Besides, just think how we’d look at someone who decided they wanted to be “old person free” or “woman free” or “non-white free.” We know that sort of deliberate discrimination is harmful and hateful and at times illegal. Why is being “child free” considered somehow more acceptable? (And again, this isn’t an issue of not bearing children–note that I don’t have kids myself–this is an issue of trying to kick children out of the bit of our society one lives in.)
But I digress.
The point I was aiming for is that when I see children written badly in fiction, it’s often because the author seems to go for the generic: the character is A Child, rather than a specific child. When we write characters, we’re writing individuals–no matter what their age.

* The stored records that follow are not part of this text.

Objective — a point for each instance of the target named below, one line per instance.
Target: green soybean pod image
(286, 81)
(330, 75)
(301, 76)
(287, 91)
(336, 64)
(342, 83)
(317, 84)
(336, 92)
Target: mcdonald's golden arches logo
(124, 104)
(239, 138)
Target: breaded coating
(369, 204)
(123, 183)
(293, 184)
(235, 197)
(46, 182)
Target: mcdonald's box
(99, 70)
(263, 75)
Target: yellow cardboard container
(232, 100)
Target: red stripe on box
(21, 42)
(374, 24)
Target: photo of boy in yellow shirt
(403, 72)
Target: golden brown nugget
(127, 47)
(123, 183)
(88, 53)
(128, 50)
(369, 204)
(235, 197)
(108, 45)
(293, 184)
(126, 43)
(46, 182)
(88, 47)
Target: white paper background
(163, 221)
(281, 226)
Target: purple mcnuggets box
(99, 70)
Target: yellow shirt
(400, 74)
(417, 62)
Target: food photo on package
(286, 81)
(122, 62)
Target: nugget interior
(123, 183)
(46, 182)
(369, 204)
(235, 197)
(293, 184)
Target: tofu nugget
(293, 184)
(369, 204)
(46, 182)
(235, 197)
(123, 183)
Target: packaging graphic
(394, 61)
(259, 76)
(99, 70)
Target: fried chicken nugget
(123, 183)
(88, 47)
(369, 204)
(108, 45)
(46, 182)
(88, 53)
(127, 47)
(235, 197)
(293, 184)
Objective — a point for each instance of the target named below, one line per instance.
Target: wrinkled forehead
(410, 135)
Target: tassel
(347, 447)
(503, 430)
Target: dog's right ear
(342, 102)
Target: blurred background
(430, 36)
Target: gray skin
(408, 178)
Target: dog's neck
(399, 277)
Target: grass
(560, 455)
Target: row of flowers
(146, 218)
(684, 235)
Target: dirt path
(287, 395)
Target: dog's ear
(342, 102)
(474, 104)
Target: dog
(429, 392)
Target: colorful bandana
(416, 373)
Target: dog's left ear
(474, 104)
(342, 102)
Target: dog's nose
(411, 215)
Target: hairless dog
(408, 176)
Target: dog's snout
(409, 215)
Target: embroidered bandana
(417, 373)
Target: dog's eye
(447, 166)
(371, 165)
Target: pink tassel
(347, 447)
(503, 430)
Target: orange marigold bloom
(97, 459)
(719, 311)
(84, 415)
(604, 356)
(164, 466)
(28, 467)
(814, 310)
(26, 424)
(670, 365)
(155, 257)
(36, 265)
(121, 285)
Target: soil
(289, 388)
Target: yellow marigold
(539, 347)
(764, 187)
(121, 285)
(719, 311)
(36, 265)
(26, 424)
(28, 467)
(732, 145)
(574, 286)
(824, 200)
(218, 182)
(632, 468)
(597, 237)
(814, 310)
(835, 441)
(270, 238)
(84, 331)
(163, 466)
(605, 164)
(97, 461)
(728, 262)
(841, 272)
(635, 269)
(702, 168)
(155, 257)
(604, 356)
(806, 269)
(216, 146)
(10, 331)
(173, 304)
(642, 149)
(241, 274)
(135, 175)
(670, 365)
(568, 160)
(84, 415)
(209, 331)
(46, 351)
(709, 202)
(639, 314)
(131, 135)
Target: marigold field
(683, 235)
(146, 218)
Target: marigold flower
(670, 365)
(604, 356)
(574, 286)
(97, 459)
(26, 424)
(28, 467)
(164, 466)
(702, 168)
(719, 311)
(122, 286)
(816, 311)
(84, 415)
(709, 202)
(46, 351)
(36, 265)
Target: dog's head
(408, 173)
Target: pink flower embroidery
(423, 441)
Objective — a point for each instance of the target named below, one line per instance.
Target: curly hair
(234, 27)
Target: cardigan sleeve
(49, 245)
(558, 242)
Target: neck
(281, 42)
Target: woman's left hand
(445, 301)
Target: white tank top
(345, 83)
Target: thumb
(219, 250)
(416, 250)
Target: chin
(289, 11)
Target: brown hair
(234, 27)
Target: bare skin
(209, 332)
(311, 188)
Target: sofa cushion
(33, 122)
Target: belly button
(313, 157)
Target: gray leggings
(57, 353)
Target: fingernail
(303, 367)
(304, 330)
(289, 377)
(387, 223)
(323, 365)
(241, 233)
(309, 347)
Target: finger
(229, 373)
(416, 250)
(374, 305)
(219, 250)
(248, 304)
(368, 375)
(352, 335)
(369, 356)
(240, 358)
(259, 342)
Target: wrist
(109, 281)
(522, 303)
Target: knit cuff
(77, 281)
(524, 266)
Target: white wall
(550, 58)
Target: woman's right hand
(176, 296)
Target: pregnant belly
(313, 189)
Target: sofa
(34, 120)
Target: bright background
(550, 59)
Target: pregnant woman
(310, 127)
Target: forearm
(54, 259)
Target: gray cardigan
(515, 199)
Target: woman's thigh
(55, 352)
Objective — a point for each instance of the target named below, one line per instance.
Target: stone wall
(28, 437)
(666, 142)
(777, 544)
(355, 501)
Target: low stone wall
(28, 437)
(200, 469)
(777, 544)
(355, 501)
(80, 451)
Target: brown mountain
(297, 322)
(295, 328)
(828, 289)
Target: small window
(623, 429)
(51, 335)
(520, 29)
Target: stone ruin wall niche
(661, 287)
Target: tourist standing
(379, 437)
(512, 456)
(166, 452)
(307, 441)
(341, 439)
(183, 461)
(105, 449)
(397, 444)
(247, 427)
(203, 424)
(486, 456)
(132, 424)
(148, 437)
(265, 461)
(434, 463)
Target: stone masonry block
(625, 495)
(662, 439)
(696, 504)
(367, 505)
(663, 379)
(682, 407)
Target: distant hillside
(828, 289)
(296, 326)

I remember critiquing a story once about a small child lost in a mall. The kid was somewhat generic to start, and I remember that the critique group had questions about that. How did she feel about being lost? we wanted to know. I don’t remember the specific suggestions we made, but thinking about it now I wonder: Was this kid excited or frightened at being lost? Did she go screaming for a grownup? Look for a corner she might hide in? Was she glad to be lost–tired of always having someone holding her hand–and determined to make the most of her new-found freedom? Was she frightened at first, then distracted by an ice-cream stand? Did she decide to run screeching up and down the escalator, simply because her Mom never let her do that and now she could?
Even in the smallest incident, there are a million ways a kid can react. Kids are individuals. They don’t all have the same desires, or the same fears, any more than adults do.
It also helps, when writing a kids, if you can remember being a kid–remember what it felt like, from inside. (Teen writers definitely have an advantage here!) Memories of being 5, or 10, or 15 do fade with time, which is why being around kids can be useful for those of us beyond our teens and twenties. Not so we can copy what we observe directly onto the page, but as an aid to memory–being with kids reminds one of what being a kid felt like.
Somehow, we have to get inside our characters’ heads, no matter what age they are.
And it’s all about the specific details, just like everything else in writing.